Trois des quatre espèces étudiées se sont déplacées du nord au sud, cependant, une espèce, actuellement une espèce particulièrement commune dans l'Holarctique (Polytrichum juniperinum), a montré le schéma inverse. Même si la répartition principale de P. juniperinum se situe actuellement dans l'hémisphère nord, les analyses suggèrent que la mousse est originaire de la région antarctique (Antarctique, subantarctique et sud de l'Amérique du Sud), et d'ici colonisé à la fois les régions boréales entières de l'hémisphère nord, ainsi que d'autres régions de l'hémisphère sud telles que l'Australasie et l'Afrique du Sud. L'équipe a utilisé des techniques de génétique moléculaire pour identifier la province de l'espèce.
« Vous avez peut-être remarqué la belle forme en étoile de Polytrichum juniperinum lors d'une promenade à l'extérieur dans la campagne britannique, " ajoute le Dr Biersma. 'Bien, la prochaine fois que vous en verrez un, vous réaliserez peut-être que vous regardez en fait un migrant de l'autre bout du monde, qui n'a colonisé les régions boréales qu'au cours des deux ou trois derniers millions d'années !
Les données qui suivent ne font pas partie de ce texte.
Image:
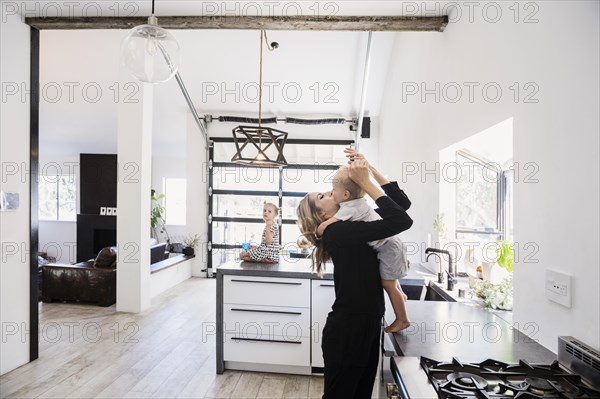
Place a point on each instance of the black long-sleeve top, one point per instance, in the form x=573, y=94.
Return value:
x=356, y=267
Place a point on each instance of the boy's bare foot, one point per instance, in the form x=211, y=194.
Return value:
x=397, y=325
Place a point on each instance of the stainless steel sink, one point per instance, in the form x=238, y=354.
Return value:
x=434, y=293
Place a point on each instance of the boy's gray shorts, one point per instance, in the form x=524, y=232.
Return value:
x=392, y=259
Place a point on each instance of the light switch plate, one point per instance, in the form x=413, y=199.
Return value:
x=558, y=287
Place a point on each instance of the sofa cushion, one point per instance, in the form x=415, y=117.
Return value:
x=106, y=258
La carte du monde représente la répartition actuelle de P. juniperinum. Toutes les migrations ont eu lieu depuis la région de l'Antarctique (bleu), d'où la plante a colonisé à la fois toutes les régions boréales de l'hémisphère nord (rouge), ainsi que d'autres régions de l'hémisphère sud telles que l'Australasie (turquoise), Afrique du Sud (jaune) et région montagneuse du nord/centre de l'Amérique du Sud (vert). La flèche vers le sud représente un événement de dispersion récent de l'hémisphère nord vers la région antarctique. Crédit :British Antarctic Survey
Polytrichum juniperinum a également quelques petites populations dans les régions montagneuses du nord de l'Amérique du Sud, qui aurait pu servir de tremplin à l'habitat froid pour passer d'un hémisphère à l'autre à travers l'équateur. Cependant, l'étude a révélé que ce n'était pas le cas, et que ces populations provenaient en fait d'un événement de dispersion distinct en provenance du sud.
La biogéographie globale de la mousse bipolaire Polytrichum juniperinum révèle son origine dans l'extrême sud de l'hémisphère sud. La carte du monde représente la répartition actuelle de P. juniperinum.
Persistance dans les régions glaciaires de l'hémisphère sud
L'étude a également révélé que toutes les mousses étaient présentes dans l'extrême sud (Antarctique ou sud de l'Amérique du Sud) bien avant le dernier maximum glaciaire (18-20 ka) et les glaciations précédentes. On pense que ces régions ont connu des glaciations étendues tout au long de ces cycles glaciaires, compliquant la survie de ces plantes. Les résultats de cette étude suggèrent que les plantes doivent avoir été présentes ici, malgré les conditions difficiles tout au long de ces périodes glaciaires.
Les mousses polytrichaceae dans la campagne écossaise - ces mousses se produisent dans les régions tempérées de l'hémisphère nord, mais sont également présents dans les extrémités extérieures de l'hémisphère sud.